A case in point is the dissent recorded by Justice H.R. Khanna in the A.D.M. Jabalpur vs Shukla case in 1976, in which he said fundamental rights cannot be curtailed during an Emergency. This came after a Constitutional bench declared that under Emergency provisions, an individual could not approach the courts to save their liberty or life. Khanna’s dissenting note later went on to become the law.

On Wednesday, Sanjay Hegde, a Supreme Court lawyer, recalled what Charles Evans Hughes, Chief Justice of the US Supreme Court in the 1930s, had said about dissent—that it should be “an appeal to the brooding spirit of the law, to the intelligence of a future day".

“A dissenting judgement is an invitation to a future larger bench to hold that the majority got it wrong and the minority was correct," said Hegde.
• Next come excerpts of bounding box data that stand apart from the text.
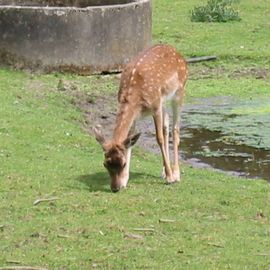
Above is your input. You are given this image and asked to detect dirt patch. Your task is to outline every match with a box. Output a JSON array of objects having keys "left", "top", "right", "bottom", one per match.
[{"left": 190, "top": 65, "right": 270, "bottom": 80}]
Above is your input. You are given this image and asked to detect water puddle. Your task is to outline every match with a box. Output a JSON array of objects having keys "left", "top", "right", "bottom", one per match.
[
  {"left": 181, "top": 128, "right": 270, "bottom": 181},
  {"left": 181, "top": 97, "right": 270, "bottom": 181},
  {"left": 138, "top": 97, "right": 270, "bottom": 182}
]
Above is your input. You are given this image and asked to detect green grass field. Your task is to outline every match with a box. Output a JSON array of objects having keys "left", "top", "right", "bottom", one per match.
[{"left": 0, "top": 0, "right": 270, "bottom": 270}]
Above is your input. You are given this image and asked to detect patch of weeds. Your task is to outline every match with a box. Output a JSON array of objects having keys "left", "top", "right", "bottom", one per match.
[{"left": 191, "top": 0, "right": 241, "bottom": 22}]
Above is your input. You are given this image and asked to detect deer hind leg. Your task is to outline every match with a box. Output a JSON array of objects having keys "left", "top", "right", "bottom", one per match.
[
  {"left": 161, "top": 108, "right": 170, "bottom": 179},
  {"left": 172, "top": 99, "right": 181, "bottom": 181},
  {"left": 123, "top": 121, "right": 136, "bottom": 184},
  {"left": 153, "top": 108, "right": 174, "bottom": 183}
]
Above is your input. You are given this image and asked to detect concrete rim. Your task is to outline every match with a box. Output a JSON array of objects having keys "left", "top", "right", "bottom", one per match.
[{"left": 0, "top": 0, "right": 149, "bottom": 11}]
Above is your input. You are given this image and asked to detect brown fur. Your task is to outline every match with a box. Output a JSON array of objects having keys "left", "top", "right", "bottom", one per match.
[{"left": 95, "top": 45, "right": 187, "bottom": 191}]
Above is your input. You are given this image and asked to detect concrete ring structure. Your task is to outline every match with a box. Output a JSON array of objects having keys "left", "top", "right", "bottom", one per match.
[{"left": 0, "top": 0, "right": 152, "bottom": 74}]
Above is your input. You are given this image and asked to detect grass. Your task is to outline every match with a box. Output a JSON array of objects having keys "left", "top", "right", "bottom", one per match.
[{"left": 0, "top": 0, "right": 270, "bottom": 269}]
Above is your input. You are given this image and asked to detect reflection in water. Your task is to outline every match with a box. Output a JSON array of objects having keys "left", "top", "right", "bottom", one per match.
[{"left": 181, "top": 128, "right": 270, "bottom": 181}]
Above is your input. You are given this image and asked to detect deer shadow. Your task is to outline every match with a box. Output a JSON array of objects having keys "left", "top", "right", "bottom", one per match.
[
  {"left": 77, "top": 171, "right": 162, "bottom": 193},
  {"left": 77, "top": 172, "right": 111, "bottom": 192}
]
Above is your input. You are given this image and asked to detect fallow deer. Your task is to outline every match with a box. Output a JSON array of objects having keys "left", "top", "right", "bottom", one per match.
[{"left": 94, "top": 45, "right": 187, "bottom": 192}]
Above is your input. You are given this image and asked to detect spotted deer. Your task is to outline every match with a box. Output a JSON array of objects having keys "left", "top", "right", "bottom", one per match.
[{"left": 94, "top": 45, "right": 187, "bottom": 192}]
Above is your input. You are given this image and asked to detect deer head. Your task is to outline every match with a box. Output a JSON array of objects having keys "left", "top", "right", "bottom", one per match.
[{"left": 94, "top": 128, "right": 140, "bottom": 192}]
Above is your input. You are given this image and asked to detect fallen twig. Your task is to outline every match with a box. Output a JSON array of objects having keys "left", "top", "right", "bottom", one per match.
[
  {"left": 159, "top": 218, "right": 176, "bottom": 223},
  {"left": 124, "top": 233, "right": 144, "bottom": 240},
  {"left": 255, "top": 253, "right": 270, "bottom": 257},
  {"left": 57, "top": 234, "right": 71, "bottom": 238},
  {"left": 207, "top": 243, "right": 224, "bottom": 248},
  {"left": 133, "top": 228, "right": 156, "bottom": 232},
  {"left": 6, "top": 260, "right": 22, "bottom": 264},
  {"left": 186, "top": 55, "right": 217, "bottom": 63},
  {"left": 33, "top": 197, "right": 58, "bottom": 205},
  {"left": 0, "top": 266, "right": 47, "bottom": 270}
]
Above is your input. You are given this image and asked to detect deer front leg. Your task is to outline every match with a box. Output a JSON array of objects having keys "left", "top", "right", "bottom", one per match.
[
  {"left": 153, "top": 108, "right": 174, "bottom": 184},
  {"left": 161, "top": 108, "right": 170, "bottom": 179},
  {"left": 172, "top": 100, "right": 180, "bottom": 181}
]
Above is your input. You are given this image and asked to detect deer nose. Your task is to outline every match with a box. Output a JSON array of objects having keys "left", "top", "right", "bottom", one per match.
[{"left": 111, "top": 187, "right": 121, "bottom": 193}]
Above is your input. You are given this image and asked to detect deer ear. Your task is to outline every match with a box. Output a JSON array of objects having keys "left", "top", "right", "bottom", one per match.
[
  {"left": 123, "top": 133, "right": 141, "bottom": 148},
  {"left": 93, "top": 127, "right": 105, "bottom": 146}
]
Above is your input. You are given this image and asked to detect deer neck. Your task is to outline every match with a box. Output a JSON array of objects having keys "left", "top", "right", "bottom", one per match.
[{"left": 113, "top": 102, "right": 139, "bottom": 143}]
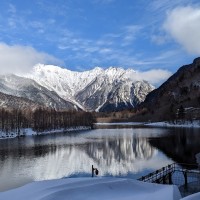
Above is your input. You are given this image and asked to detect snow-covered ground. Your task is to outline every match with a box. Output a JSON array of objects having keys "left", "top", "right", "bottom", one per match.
[
  {"left": 144, "top": 120, "right": 200, "bottom": 128},
  {"left": 0, "top": 177, "right": 181, "bottom": 200},
  {"left": 0, "top": 126, "right": 91, "bottom": 139},
  {"left": 95, "top": 122, "right": 144, "bottom": 126}
]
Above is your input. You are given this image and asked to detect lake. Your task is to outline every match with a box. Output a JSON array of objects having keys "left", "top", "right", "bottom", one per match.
[{"left": 0, "top": 126, "right": 200, "bottom": 191}]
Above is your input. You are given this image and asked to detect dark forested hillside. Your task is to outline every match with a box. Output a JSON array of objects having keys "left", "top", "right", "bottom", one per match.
[{"left": 133, "top": 58, "right": 200, "bottom": 121}]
Chandrachud’s dissent note clearly left the door open for challenges. Chandrachud held that the passage of the Aadhaar Bill as a Money Bill was in violation of Article 110 of the Constitution, describing it as “an abuse of the constitutional process."

“It deprived the Rajya Sabha from altering the provisions of the Bill by carrying out amendments," he argued, adding that passing a Bill as a Money Bill, when it does not qualify for it, “damages the delicate balance of bicameralism which is a part of the basic structure of the Constitution".

Chandrachud also held that the decision of the Lok Sabha speaker to certify a Bill as a Money Bill cannot take leave of constitutional morality and is liable to be tested upon the touchstone of its compliance with constitutional principles.

On proportionality, defined as the set of rules determining the necessary and sufficient conditions for limitation of a constitutionally protected right by a law to be constitutionally permissible, Chandrachud said: “While analysing the architecture of Aadhaar, this court has demonstrated how the purported safeguards in the Aadhaar architecture are inadequate to protect the integrity of personal data, the right of informational self-determination and, above all, rights attributable to the privacy-dignity-autonomy trilogy."

“The Aadhaar scheme causes an unwarranted intrusion into fundamental freedoms guaranteed under the Indian Constitution, since the respondents have failed to demonstrate that these measures satisfy the test of necessity and proportionality," Chandrachud said in his dissenting note.

On the collection of biometric data, Chandrachud was of the view that “denial of access to the individual (of his own biometrics) violates a fundamental principle of data protection: ownership of the data must at all times vest with the individual".

“Identity systems," he further noted, “whether in paper or digital, must work for public good and must do no harm. However, identity systems, due to their inherent power, can cause harm when placed into hostile hands and used improperly. There is also the threat of abuse of power by future governments," he warned.

Lastly, while his four colleagues said that Aadhaar does not violate an individual’s privacy, Chandrachud advocated the creation of “strong privacy protection laws and instilling safeguards", which he said “may address or at the very least assuage some of the concerns associated with the Aadhaar scheme, which severely impairs informational self-determination, individual privacy, dignity and autonomy".